LA SPERANZA CURDA E I TEMPI STRETTI- Il quarto partito in ordine di seggi conquistati è rappresentato dal movimento curdo Kurdistan Alliance, con 43 seggi. A questo punto d’impasse, la speranza di una rapida formazione di governo passa per loro. Il Primo Ministro iracheno uscente, Nuri El Maliki, prosegue il suo compito di negoziazione tra le parti, nonostante le difficoltà che al momento appaiono insormontabili. Sono troppe e troppo profonde le differenze che alimentano le correnti politiche irachene, e la partecipazione in massa alle ultime elezioni legislative ha si permesso una maggior democratizzazione del paese, ma ha anche diviso il panorama politico in due blocchi ben distinti, che tutt’oggi non riescono a trovare un punto d’intesa. Le precedenti elezioni non avevano restituito al paese un’immagine reale della situazione politica ed erano state, inoltre, costellate da una serie impressionante di attentati presso i seggi elettorali, ma avevano comunque permesso una, seppur parziale, fragile intesa politica.

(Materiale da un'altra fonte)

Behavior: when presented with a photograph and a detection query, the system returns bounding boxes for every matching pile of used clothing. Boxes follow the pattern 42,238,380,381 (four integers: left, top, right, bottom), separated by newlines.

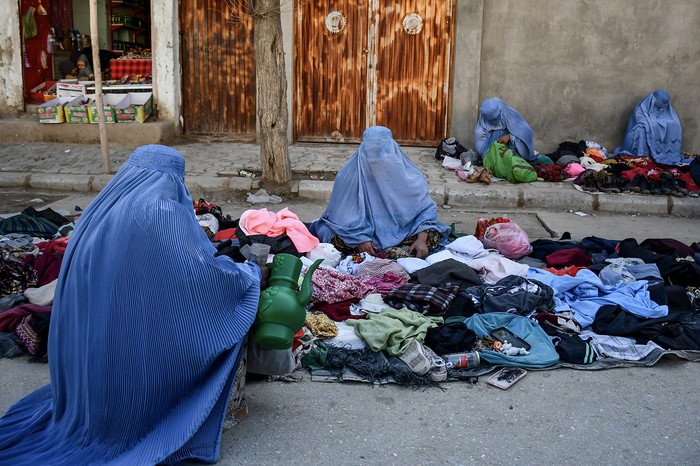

LA FUGA AMERICANA – La formazione delle strutture militari irachene da parte dell’esercito USA, verrà lasciata in mano a 50.000 soldati, che non dovranno più partecipare ai combattimenti in maniera attiva, ma potranno soltanto aiutare le truppe irachene per la formazione di una forza militare organizzata ed autosufficiente. Ma è anche vero che parallelamente alla guerra in corso, già da anni è in atto questa formazione militare, e ciò nonostante i gruppi terroristici iracheni legati ad Al-Quedasono sempre attivi e continuano a commettere attentati e stragi. Appare quindi quasi inutile sottolineare che le forze militari irachene dovranno ben presto riuscire ad autogestirsi, dopo che laritirata americana sarà conclusa. Se così non sarà, sembra davvero difficile immaginare come la pacificazione interna del paese possa avvenire a breve termine. È chiaro che solo una forza militare interna ben organizzata possa porre fine a questa guerra civile, che allo stato attuale delle cose pare ben lontana dalla sua conclusione.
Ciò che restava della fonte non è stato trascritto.